@rahung : Dari Tattoo, Urusan Lidah dan Persoalan Dunia

@rahung, diilustrasikan dari doc ACMI
@rahung, diilustrasikan dari doc ACMI

Apa sih yang muncul di benak kalian jika melihat orang bertato? Hingga saat ini stigma mengenai tato di Indonesia masih miring alias negatif meski sudah tak terhitung banyaknya anak muda dan selebriti yang memilih untuk merajah tubuhnya. Nah, omong-omong soal tato, Pojok Selebtwit kali ini juga akan membahas salah satu orang bertato yang terkenal di Twitter loh. Rahung Nasution atau @rahung yang seringkali meyebut dirinya sebagai koki gadungan, adalah seorang pecinta kuliner lokal dan juga pecinta tato tradisional. Ia mencintai tato sejak usia 16 tahun dan tidak pernah membayangkan jika harus menghapus seluruh tato di tubuhnya. Baginya tato itu adalah keputusan bulat tidak boleh ada kata menyesal dan ia juga seringkali meminta orang-orang yang ingin membuat tato untuk berpikir 100 kali jangan hanya karena emosi sesaat. Rahung memberikan tiga nama tattoo artist favoritnya, ada Durga, Sono Bagong dan Ade Itameda yang apik pada teknik pointilisnya, ketiganya disukai Rahung selain karena teman adalah karena karya mereka cocok dengan selera estetikanya.

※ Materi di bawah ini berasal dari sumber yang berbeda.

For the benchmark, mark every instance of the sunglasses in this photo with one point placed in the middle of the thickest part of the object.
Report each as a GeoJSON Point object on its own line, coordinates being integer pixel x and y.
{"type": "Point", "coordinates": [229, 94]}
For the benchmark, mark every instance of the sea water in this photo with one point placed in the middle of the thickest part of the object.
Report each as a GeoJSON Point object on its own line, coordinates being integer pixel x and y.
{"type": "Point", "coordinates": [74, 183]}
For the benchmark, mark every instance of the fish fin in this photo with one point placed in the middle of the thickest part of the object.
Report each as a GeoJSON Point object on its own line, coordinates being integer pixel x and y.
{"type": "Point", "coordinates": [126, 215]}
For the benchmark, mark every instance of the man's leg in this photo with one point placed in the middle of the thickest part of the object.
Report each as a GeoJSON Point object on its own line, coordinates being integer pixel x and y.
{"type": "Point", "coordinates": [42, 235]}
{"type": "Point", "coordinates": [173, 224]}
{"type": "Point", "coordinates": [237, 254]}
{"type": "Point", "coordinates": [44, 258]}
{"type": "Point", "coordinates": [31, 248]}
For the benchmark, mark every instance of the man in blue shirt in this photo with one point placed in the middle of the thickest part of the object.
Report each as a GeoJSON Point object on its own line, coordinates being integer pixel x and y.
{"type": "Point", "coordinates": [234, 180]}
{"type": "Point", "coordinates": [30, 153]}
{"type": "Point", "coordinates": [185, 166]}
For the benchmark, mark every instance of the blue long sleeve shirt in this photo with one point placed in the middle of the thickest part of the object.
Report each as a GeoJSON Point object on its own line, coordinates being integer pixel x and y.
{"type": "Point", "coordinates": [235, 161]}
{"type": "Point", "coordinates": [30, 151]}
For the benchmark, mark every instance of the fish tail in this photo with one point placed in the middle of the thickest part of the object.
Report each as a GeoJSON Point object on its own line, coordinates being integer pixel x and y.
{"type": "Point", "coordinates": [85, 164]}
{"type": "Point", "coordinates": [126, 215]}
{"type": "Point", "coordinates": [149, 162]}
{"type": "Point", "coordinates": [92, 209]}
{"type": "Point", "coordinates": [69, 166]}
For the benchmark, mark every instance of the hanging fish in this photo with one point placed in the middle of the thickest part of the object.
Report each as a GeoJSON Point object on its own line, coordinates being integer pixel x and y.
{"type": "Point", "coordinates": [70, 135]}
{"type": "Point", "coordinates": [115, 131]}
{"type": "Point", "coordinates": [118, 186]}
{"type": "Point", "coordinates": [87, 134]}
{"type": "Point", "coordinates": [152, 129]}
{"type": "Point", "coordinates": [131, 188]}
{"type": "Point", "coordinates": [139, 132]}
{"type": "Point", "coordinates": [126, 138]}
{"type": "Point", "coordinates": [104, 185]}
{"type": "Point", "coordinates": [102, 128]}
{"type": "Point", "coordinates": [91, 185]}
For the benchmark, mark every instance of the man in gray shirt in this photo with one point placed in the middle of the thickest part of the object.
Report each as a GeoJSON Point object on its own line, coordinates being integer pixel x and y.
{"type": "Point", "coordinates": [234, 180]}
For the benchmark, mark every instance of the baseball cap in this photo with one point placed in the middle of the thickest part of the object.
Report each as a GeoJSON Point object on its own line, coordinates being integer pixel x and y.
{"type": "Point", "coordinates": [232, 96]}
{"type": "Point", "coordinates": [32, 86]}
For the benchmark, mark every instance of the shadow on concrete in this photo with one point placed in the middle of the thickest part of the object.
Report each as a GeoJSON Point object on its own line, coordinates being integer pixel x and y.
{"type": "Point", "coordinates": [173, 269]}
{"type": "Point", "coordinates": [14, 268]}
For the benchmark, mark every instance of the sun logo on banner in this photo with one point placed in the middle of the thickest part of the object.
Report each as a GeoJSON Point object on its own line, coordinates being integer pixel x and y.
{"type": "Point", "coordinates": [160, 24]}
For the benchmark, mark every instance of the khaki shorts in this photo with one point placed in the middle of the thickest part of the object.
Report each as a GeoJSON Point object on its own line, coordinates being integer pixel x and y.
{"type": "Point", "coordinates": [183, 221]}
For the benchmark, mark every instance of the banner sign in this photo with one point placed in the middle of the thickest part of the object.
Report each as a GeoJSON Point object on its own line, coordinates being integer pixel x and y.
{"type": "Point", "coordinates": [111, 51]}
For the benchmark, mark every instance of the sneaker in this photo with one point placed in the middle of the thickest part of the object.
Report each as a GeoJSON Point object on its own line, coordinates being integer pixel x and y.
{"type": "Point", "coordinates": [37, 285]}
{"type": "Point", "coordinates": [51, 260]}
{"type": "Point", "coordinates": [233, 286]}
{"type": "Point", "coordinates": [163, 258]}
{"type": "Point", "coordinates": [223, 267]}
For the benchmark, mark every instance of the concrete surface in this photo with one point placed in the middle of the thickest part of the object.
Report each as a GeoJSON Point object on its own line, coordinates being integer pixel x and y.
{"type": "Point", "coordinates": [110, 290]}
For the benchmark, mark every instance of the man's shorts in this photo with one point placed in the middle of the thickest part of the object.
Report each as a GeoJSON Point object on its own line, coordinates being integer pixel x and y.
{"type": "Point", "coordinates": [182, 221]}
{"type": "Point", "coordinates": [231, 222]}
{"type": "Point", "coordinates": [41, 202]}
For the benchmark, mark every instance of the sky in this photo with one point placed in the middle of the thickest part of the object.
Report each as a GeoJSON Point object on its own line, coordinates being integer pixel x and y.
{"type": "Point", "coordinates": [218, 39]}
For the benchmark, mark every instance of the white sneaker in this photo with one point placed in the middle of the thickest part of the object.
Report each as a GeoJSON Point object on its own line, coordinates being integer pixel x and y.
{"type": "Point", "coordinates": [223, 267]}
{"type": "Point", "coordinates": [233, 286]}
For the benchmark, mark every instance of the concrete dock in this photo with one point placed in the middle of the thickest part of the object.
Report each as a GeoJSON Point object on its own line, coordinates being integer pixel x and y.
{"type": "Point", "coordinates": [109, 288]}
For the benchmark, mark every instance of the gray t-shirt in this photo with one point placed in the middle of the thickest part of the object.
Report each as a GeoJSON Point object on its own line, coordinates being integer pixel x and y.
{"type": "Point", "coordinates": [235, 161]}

Rahung juga sangat aktif di media sosial, ia pada awalnya aktif di Friendster, lalu beralih ke Facebook dan sejak 2009 mulai bergabung di Twitter. Ketertarikannya akan media sosial pada umumnya sama seperti orang-orang lain, karena kebutuhan akan informasi dan juga interaksi dengan pengguna lainnya. Dalam wawancara via surat elektronik minggu lalu, Rahung mengaku dampak positif yang ia dapatkan dari menggunakan media sosial adalah secara cepat ia bisa update berbagai peristiwa dan isu yang berkembang, dan secara spontan juga ikut terlibat di dalamnya. Sedangkan dampak negatifnya, karena terlalu banyaknya isu yang disodorkan belum lagi satu isu tuntas dibicarakan sudah ada isu yang baru. Celakanya, seringkali isu serius lainnya keburu basi dan menguap.

“Keunikan di media sosial itu, seringkali kita menemukan beragam pengguna dengan karakter masing-masing yang mungkin di kehidupan sosial jarang sekali kita temui,” ungkap Rahung.

“Kemudian secara spontan, orang-orang ini membentuk gerombolan masing-masing berdasarkan ketertarikan, seringkali menjadi sebuah “gerakan” positif untuk merespon suatu isu.” lanjutnya.

Bagi Rahung serangan virtual di media sosial adalah persoalan biasa, jika serangannya bermutu bisa diajak untuk adu argumen dengan sehat kalau tidak ya cuekin saja, celotehnya.

Balik lagi ke persoalan kuliner, Rahung menceritakan sudah sejak kecil ia memasak di rumahnya, pada saat itu adalah sebuah keharusan yang kemudian menjadi kebiasaan.

“Bagi saya, memasak adalah cara terbaik untuk melanjutkan tradisi kuliner kita yang kaya. Sebagai penghormatan kepada nenek, ibu dan ayah-ayah kita yang juga jago masak dalam setiap kenduri, pesta ada dan lain sebagainya.”

Rahung enggan disebut sebagai koki atau bahasa kerennya chef, karena memang ia juga tidak pernah sekolah kuliner atau menjadi komandan di dapur restoran. Ia memasak karena senang dan ingin berbagi dengan orang banyak. Ia juga memberikan bocoran dua nama juru masak idolanya, ada Jamie Oliver dan Anthony Bourdain. Jamie Oliver ini menurutnya, selain menjawab persoalan dapur ia juga mengajak masyarakat luas untuk mengkritisi industri makanan, benih rekayasa genetika dan obat-obatan yang menyebabkan berbagai permasalahan di dunia. Masalah kesehatan, seperti obesitas pada masyarakat Amerika, pencemaran lingkungan dan punahnya varietas benih lokal. Artinya, Jamie Oliver melihat persoalan dapur sebagai persoalan politik yang serius. Selain itu ada juga si bohemian Anthony Bourdain yang juga lewat lidah melihat persoalan dunia.